Iceland has reached a deal aimed at settling the Icesave banking dispute with Britain and the Netherlands.
The government has agreed to repay an estimated 4 billion euros (£3.4 billion; $US5.3 billion) that the British and Dutch governments spent reimbursing citizens who lost money in the collapse of Icesave.
Repayments will begin in 2016 and will be completed by 2046.
The BBC reports the terms of the agreement must now be approved by Iceland's parliament and president.
The UK Treasury welcomed the deal. Britain recently changed its stance over Iceland's wish to join the European Union and stopped opposing the plan.
Representatives of the three countries met in London to agree the final terms of a deal.
Negotiations over the repayments have been going on for the past two years, since Icesave's parent company, Landsbanki, collapsed at the end of 2008. Iceland consequently plunged into a deep recession.

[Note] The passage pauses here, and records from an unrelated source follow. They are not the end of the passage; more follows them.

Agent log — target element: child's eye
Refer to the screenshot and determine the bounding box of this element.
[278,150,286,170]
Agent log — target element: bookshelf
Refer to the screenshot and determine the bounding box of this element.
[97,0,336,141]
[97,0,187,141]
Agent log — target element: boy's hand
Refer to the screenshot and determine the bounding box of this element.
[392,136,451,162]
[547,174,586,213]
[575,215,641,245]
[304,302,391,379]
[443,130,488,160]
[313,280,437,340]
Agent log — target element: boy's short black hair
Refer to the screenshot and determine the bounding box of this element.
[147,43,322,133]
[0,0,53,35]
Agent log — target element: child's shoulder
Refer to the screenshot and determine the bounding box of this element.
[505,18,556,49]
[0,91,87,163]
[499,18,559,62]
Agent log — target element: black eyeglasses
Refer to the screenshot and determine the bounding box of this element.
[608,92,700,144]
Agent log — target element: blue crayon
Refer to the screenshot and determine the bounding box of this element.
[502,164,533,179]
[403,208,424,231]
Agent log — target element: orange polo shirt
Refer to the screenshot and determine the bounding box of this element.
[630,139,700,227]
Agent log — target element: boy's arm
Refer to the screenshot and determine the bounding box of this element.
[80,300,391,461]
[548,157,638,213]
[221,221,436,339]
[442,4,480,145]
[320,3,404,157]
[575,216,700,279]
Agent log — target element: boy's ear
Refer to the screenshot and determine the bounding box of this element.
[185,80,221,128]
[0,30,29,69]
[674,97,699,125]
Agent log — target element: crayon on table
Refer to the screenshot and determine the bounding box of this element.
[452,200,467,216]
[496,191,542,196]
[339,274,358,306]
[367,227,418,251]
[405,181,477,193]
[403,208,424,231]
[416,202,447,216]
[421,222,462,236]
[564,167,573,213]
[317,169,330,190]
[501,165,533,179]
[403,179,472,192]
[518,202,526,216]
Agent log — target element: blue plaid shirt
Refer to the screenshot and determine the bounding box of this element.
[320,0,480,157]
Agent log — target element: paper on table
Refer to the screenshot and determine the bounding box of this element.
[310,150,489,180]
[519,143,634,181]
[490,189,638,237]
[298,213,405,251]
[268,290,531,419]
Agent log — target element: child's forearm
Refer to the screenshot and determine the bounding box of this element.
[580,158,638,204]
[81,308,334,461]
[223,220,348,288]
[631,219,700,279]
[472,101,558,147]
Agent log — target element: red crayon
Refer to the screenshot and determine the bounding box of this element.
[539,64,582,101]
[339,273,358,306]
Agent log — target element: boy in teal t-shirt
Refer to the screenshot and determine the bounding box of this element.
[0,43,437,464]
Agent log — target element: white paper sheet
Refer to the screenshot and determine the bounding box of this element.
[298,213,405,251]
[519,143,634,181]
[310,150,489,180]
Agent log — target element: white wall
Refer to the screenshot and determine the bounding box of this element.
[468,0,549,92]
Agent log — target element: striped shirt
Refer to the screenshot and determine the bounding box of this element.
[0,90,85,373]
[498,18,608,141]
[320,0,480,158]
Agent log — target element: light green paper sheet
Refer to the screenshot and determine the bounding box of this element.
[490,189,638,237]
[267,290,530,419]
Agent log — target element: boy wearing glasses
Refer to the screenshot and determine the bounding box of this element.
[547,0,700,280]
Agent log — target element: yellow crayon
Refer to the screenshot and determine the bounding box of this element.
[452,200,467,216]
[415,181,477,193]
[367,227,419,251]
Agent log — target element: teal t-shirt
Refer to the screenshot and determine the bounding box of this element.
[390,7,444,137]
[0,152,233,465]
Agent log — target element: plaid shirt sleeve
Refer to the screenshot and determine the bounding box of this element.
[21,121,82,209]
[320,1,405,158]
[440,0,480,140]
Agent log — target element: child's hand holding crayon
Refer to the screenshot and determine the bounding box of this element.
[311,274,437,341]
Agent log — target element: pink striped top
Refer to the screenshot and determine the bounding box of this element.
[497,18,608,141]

Iceland will pay an interest rate on its outstanding debt of 3% to the Dutch and 3.3% to the UK from 2011.
The BBC reports the terms are better than a previous deal, subsequently voted down by Icelandic voters in a referendum in March, which included an interest rate of 5.5%.
In a statement, the Dutch finance ministry said the Netherlands will receive 1.3 billion euros.
The British government put more than £2 billion into the Financial Services Compensation Scheme to cover Icesave account holders.